One of three excellent low budget British horrors to emerge in 2008, Steven Sheil’s gruesome, grimly funny homage to 70’s exploitation movies ranks among the best ever riffs on the immortal TEXAS CHAINSAW MASSACRE. A very British take on the survivalist horror theme, it pit’s a lowly airport cleaner against a deeply twisted family headed by Perry Benson and Dido Miles as the sickest, most intimidating mum and dad you’ll see on screen this decade. The reveal of a drooling, spastic son living on the top floor and the sight of Benson ejaculating into a slab of raw meat provide moments you won’t easily forget though the movie’s disturbing piece de resistance is a simultaneously horrifying and hilarious depiction of a typical British Christmas as celebrated by Benson & Miles. For British viewers there’s an extra frisson to be had from the obvious similarity between the main characters and real-life notorious serial killers Fred and Rosemary West.

 The Strangers (2008)

 9 The Strangers :   Director: Bryan Bertino

It wasn’t universally embraced, but this intense home-invasion horror from Rogue Pictures was among the most financially successful genre pics of 2008. Deservedly so, too, because Bryan Berlito’s relentlessly intense account of the terrorization of troubled couple Liv Tyler & Scott Speedman in their South Carolina holiday home, had some of the year’s most memorable scares. There are clear echoes of previous movies (from WHEN A STRANGER CALLS to THEM), but the execution is remarkably effective, and Berlito reminds us, after all the gruesome SAW sequels, of how the threat of brutality can often be more terrifying than watching someone’s insides being rearranged. Surprisingly bleak for a mainstream horror, the movie pleases by offering no explanation for the actions of its antagonists, beyond the unforgettable line : “Because you were home…”
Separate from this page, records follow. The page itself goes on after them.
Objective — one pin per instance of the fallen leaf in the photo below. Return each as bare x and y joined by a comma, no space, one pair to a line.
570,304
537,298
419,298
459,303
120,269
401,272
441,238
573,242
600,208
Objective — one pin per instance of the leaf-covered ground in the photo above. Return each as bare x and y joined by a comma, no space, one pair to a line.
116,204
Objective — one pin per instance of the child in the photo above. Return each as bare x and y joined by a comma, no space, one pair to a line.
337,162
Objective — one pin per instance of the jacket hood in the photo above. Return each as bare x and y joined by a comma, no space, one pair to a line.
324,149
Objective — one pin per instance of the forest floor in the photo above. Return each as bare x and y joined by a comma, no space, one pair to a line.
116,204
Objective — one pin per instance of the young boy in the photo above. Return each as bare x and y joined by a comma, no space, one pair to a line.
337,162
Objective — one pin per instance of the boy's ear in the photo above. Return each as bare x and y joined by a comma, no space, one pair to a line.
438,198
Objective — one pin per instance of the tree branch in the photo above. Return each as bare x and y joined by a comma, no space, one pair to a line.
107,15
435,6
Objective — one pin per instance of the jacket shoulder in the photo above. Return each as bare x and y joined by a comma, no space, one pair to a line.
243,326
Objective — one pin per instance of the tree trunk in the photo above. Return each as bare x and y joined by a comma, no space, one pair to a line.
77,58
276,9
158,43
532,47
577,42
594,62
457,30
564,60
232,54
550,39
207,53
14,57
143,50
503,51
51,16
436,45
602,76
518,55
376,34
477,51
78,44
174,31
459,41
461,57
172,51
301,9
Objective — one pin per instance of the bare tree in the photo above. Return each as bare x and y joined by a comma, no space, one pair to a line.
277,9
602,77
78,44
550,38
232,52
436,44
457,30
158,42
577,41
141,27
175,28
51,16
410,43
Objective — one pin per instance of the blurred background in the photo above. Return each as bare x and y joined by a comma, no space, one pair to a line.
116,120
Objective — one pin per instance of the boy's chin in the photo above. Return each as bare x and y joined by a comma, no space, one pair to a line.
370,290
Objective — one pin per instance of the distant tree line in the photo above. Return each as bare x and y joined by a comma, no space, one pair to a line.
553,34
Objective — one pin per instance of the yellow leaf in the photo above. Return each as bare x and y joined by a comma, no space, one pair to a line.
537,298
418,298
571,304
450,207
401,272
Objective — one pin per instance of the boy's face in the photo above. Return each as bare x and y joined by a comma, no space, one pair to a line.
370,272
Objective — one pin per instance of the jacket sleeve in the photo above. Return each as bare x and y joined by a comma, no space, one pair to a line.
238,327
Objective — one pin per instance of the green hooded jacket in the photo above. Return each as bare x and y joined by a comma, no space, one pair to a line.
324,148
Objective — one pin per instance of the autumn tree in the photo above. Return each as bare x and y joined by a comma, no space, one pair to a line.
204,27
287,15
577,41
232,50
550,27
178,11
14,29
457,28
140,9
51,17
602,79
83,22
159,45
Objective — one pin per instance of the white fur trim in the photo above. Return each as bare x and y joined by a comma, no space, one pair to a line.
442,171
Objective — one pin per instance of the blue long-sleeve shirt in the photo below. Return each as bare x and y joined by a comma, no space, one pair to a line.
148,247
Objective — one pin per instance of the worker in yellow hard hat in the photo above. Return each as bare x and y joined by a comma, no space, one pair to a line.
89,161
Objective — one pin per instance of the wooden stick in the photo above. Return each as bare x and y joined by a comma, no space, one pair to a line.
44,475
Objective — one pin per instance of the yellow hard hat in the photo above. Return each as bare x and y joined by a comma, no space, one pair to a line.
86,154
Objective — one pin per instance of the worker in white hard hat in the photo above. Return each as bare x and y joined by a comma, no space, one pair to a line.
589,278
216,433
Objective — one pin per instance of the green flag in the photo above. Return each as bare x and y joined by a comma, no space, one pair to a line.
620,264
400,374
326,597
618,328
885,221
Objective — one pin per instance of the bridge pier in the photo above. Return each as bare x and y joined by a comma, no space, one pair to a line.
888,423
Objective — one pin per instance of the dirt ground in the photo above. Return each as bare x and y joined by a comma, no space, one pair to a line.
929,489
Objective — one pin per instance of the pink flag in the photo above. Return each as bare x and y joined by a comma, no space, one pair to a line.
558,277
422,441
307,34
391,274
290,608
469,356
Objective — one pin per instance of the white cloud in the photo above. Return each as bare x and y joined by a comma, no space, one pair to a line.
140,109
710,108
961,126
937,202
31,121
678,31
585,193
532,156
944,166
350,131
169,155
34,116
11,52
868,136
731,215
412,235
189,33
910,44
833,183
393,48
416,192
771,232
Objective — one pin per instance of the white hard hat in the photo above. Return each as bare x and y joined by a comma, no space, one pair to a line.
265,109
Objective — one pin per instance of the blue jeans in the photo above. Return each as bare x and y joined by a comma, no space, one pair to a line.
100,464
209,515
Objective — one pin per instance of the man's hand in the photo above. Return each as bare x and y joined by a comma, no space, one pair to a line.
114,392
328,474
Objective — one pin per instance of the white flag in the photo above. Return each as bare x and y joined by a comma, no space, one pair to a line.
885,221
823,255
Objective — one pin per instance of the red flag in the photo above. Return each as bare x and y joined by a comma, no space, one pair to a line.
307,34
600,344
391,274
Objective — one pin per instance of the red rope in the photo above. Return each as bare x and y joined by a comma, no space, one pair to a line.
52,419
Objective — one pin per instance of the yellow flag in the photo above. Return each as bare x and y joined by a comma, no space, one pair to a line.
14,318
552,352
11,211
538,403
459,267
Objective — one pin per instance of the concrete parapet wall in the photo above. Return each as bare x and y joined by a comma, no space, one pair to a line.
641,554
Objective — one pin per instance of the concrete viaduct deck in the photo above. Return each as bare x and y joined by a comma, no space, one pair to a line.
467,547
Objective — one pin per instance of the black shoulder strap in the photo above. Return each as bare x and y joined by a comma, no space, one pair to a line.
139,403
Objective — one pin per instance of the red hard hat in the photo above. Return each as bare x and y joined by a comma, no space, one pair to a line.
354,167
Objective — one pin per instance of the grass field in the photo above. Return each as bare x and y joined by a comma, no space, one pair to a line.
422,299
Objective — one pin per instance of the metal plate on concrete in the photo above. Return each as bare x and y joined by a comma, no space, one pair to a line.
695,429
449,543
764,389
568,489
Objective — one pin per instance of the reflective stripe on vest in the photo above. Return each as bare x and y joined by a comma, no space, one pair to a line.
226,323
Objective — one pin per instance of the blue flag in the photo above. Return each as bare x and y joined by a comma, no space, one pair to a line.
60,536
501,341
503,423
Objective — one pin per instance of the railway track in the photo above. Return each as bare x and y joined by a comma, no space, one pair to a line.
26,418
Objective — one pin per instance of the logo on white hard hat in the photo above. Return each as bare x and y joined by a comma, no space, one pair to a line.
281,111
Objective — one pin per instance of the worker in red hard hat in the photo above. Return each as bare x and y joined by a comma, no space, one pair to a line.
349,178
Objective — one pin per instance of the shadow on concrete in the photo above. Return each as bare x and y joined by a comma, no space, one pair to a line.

Brutal Massacre (2007) 10 Brutal Massacre :   Director: Stevan Mena

   Director Stevan Mena’s follow-up to atmospheric retro-slasher MALEVOLENCE was this very witty mock-umentary about the trials and tribulations of a hack horror director (amusingly and touchingly played by David Naughton) as he attempts bring his latest ill-fated production to the screen. Iconic cameos - including a hilarious Gunnar Hansen - and some painfully funny insight into the world of genre filmmaking alternate with surprising moments of pathos. Released straight to DVD by Anchor Bay, this SPINAL TAP for horror fans deserves a cult following.

 

   

Honorable Mentions:

 Poultrygeist, the Ruins, Tokyo Gore Police, Autopsy, Doomsday, Quarantine, The Children, Midnight Meat Train.